Tuesday, May 20, 2008

Linux Grub bootloader harddisk UUID inanity

I spent the last couple of hours figuring out why my Ubuntu machine was not booting. Everything was fine...and then I removed a backup IDE hard-disk to place in my safe deposit box. Rebooted to remove it and then uhg....hang...then an initramfs. My Linux skills are rusty. WTF is initramfs? Oh yeah, low-level initialization and startup stuff that I don't want to know about. Super. So....UUID are supposed to make life easier by using a unique identifier for each device. However, it doesn't work like it should and the unique identifier is unique alright...unique to the machine and apparently impermanent as well, making the whole concept.....worthless. I personally can't tell one long sequence of hexadecimal from another. Meaningless noise. The old system of using simple cryptic names like /dev/sda1 etc. worked just fine and if there was a boot problem I could diagnose it by determining if my partitions had changed names (which they shouldn't, ever, but do and is thus a reason for UUID). Ending up at the initramfs prompt can be caused by lots of things that I don't really care to concern myself with. One of them is having incorrect boot parameters as specified in the /boot/grub/menu.lst.

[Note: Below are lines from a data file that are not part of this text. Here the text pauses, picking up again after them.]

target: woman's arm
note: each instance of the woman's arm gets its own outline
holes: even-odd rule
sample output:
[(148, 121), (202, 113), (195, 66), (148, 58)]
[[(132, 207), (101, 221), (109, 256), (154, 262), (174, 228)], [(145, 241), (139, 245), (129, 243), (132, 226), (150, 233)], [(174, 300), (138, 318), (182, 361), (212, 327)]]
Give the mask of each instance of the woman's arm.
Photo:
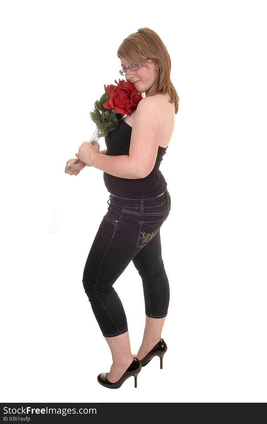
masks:
[(138, 104), (135, 115), (129, 155), (92, 155), (88, 162), (110, 175), (121, 178), (144, 178), (154, 166), (164, 124), (162, 102), (156, 95)]
[[(104, 149), (104, 150), (100, 150), (99, 152), (100, 155), (105, 155), (107, 153), (107, 149)], [(86, 166), (91, 166), (91, 165), (88, 165), (86, 164)]]

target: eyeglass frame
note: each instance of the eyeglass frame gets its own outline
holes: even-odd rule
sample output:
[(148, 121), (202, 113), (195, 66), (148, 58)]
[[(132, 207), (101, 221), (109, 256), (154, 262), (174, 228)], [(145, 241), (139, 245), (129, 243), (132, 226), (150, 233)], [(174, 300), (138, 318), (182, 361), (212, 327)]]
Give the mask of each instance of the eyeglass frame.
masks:
[[(146, 59), (145, 59), (145, 60), (146, 61), (147, 61), (148, 60), (149, 60), (149, 59), (151, 59), (151, 57), (146, 57)], [(137, 63), (136, 63), (135, 64), (137, 65), (137, 67), (138, 67), (137, 68), (136, 68), (136, 69), (138, 69), (138, 68), (140, 67), (140, 65), (138, 65)], [(131, 63), (131, 64), (129, 65), (129, 66), (127, 66), (127, 68), (126, 68), (126, 66), (124, 66), (122, 68), (122, 69), (120, 69), (120, 73), (121, 75), (122, 75), (123, 76), (124, 76), (124, 75), (126, 75), (126, 71), (128, 69), (128, 68), (130, 66), (132, 66), (132, 65), (133, 65), (133, 63)], [(126, 70), (125, 71), (124, 71), (123, 70), (124, 69), (124, 68), (126, 68)], [(136, 71), (136, 69), (135, 69), (135, 70), (134, 70)], [(123, 72), (125, 72), (125, 73), (124, 74), (124, 73), (122, 73)]]

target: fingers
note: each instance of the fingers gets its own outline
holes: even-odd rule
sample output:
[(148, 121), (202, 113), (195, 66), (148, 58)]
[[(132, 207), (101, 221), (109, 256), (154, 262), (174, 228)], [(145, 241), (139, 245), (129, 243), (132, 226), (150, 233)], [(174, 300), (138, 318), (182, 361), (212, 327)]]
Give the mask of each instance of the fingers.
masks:
[(76, 169), (76, 170), (72, 170), (71, 169), (68, 169), (68, 168), (65, 170), (65, 172), (66, 174), (69, 174), (70, 175), (77, 175), (79, 173), (80, 171), (80, 169)]
[(84, 167), (82, 164), (80, 164), (79, 162), (76, 164), (74, 163), (74, 159), (70, 159), (67, 162), (65, 168), (65, 172), (66, 174), (69, 174), (70, 175), (77, 175), (80, 170)]

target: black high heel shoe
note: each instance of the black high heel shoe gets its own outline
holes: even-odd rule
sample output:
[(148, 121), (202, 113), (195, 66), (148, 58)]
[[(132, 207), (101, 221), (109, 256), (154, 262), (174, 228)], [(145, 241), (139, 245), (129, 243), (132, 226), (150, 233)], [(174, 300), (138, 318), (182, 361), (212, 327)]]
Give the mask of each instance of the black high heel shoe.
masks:
[(163, 339), (160, 339), (160, 341), (154, 346), (150, 352), (149, 352), (147, 355), (146, 355), (143, 359), (140, 360), (142, 366), (144, 367), (147, 365), (149, 362), (150, 362), (154, 356), (159, 356), (160, 359), (160, 369), (162, 370), (163, 356), (165, 354), (167, 349), (167, 345)]
[(97, 377), (98, 382), (105, 387), (108, 387), (109, 389), (118, 389), (125, 380), (133, 375), (135, 377), (135, 387), (137, 387), (137, 376), (141, 371), (142, 365), (139, 359), (135, 357), (134, 357), (135, 359), (132, 363), (118, 381), (116, 381), (114, 383), (110, 382), (107, 379), (109, 373), (102, 372)]

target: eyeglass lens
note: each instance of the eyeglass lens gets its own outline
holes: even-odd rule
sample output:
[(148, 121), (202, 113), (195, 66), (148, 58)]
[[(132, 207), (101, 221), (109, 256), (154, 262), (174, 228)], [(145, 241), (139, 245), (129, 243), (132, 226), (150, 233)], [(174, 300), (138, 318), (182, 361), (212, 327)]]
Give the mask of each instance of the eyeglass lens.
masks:
[[(130, 65), (130, 66), (128, 67), (128, 69), (129, 69), (130, 71), (134, 71), (136, 69), (137, 69), (138, 68), (138, 66), (137, 65), (132, 64), (132, 65)], [(125, 67), (124, 67), (122, 70), (121, 70), (121, 71), (120, 71), (122, 75), (125, 75), (126, 74), (126, 71), (125, 70)]]

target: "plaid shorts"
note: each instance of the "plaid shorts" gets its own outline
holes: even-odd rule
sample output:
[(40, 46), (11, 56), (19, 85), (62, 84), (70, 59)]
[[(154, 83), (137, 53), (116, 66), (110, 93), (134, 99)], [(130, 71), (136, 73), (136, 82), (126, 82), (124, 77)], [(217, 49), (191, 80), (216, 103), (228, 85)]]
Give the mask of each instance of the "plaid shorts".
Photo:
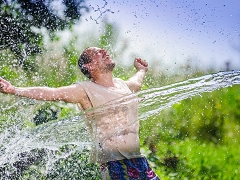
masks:
[(107, 162), (101, 174), (104, 180), (159, 180), (145, 157)]

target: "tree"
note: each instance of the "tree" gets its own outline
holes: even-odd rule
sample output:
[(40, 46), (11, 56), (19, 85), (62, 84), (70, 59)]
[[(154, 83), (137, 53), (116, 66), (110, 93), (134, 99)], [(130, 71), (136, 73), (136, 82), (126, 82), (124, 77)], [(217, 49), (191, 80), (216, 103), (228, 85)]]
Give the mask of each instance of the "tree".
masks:
[[(10, 49), (23, 65), (23, 57), (41, 52), (43, 36), (33, 27), (50, 33), (70, 28), (83, 13), (85, 0), (0, 0), (0, 50)], [(84, 10), (84, 11), (83, 11)]]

So the fix was easy...just not documented in the startup or identified by the non-error-like weirdness of ending up with a non-bootable system only because a stupid machine-unique-id was rendered incorrect due to some inanity in IDE versus SCSI devices. Basically, at the Grub menu, hit ESC and edit the boot command for the kernel that you'd like to use. Where it reads root=UUID=somelongsequenceofhex just remove the UUID=somemachinereadablebullshit and replace it with the partition that you know contains the boot partition. In my case this was /dev/sda2 so it reads something like root=/dev/sda2. If you don't know your boot partition, boot off of a Linux distro CD, get a command shell, look at your /proc/partitions file and figure it out. Knoppix is good for that, or use your distro CD. I've got 2 raid arrays with 5 disks each and 2 IDE disks. I can spot my root disk solely based on partition size.

Once you've got the right boot command your system will then boot normally, like it should have done to begin with. Run the blkid command on your boot partition to retrieve its machine-unique-id and replace the invalid UUIDs in your /boot/grub/menu.lst file. You also need to change /etc/fstab to reflect the apparently random UUID changes. That was a complete waste of time, but now your Linux system will boot without being poked and prodded.

I really, really love Linux. I love the philosophy of open-source and I love the feeling of personal power that I have knowing that I can (and do) modify my system to my liking from the ground up. But I don't like arbitrary bullshit. Proprietary or open-source, it doesn't matter. These things should work...flawlessly...autonomously... My boot partition didn't fucking move, change, or disappear. The magic fucking 8-ball that Grub is using just gave the wrong answer even though the game itself is rigged.  Damn it.  Don't play games with my time.